Prof. Nicolas Burq,Université Paris-Sud , France

Inviter:  
Title:
Almost sure global existence and scattering for the one dimensional Schrodinger equation (I)(II) (III)
Time & Venue:
2019.3.5 14:40-16:40;2019.3.8,10 15:00-17:00 N913
Abstract:
In this mini course, I will give an introduction to the theory of random data nonlinear PDE’s, on one of the most simple example of dispersive PDE’s: the one dimensional nonlinear Schrodinger equation on the line $\mathbb{R}$. More precisely, I will define essentially on $L^2 (\mathbb {R})$, the space of initial data, probability measures for which I can describe the (nontrivial) evolution by the linear flow of the Schrodinger equation $$(i\partial_t+\partial _x2)u=0, (t,x) \in\mathbb{R} \times \mathbb{R}$$ These mesures are essentially supported on $L^2( \mathbb{R})$.

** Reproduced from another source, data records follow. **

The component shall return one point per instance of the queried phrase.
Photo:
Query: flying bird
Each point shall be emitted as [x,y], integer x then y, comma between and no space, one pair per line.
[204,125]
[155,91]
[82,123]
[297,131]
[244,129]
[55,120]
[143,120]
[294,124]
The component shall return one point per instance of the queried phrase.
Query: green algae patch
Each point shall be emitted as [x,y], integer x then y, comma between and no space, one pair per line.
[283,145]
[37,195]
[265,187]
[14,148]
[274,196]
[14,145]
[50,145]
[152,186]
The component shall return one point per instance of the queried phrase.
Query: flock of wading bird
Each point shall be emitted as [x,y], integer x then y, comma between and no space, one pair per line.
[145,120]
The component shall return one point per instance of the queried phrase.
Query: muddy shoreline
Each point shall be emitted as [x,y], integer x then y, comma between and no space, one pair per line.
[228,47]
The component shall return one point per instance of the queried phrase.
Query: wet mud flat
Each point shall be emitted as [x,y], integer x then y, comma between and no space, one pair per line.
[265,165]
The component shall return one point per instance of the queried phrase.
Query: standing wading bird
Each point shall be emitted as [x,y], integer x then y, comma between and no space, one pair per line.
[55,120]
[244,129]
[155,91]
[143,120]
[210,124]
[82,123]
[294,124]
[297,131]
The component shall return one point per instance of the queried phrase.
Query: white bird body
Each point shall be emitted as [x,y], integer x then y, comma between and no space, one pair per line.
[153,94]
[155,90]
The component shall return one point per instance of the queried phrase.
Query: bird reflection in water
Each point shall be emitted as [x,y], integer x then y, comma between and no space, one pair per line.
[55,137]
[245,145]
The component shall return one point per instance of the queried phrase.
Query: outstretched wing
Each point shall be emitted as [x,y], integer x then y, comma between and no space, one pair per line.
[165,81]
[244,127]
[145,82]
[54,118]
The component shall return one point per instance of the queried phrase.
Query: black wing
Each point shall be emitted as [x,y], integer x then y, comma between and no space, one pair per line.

Then I will show that the nonlinear equation $$ (i\partial_t + \partial_x^2 ) u - |u|^{p-1} u =0, (t, x) \in \mathbb{R}\times \mathbb{R}$$ ,Is locally well posed on the support of the measure.

Finally I will describe precisely the evolution by the nonlinear flow of the measure defined previously in terms of the linear evolution (quasi-invariance). Lastly I wil show how this description gives

1) (Almost sure) Global well posedness for p>1 and asymptotic behaviour of solutions (nonscattering type)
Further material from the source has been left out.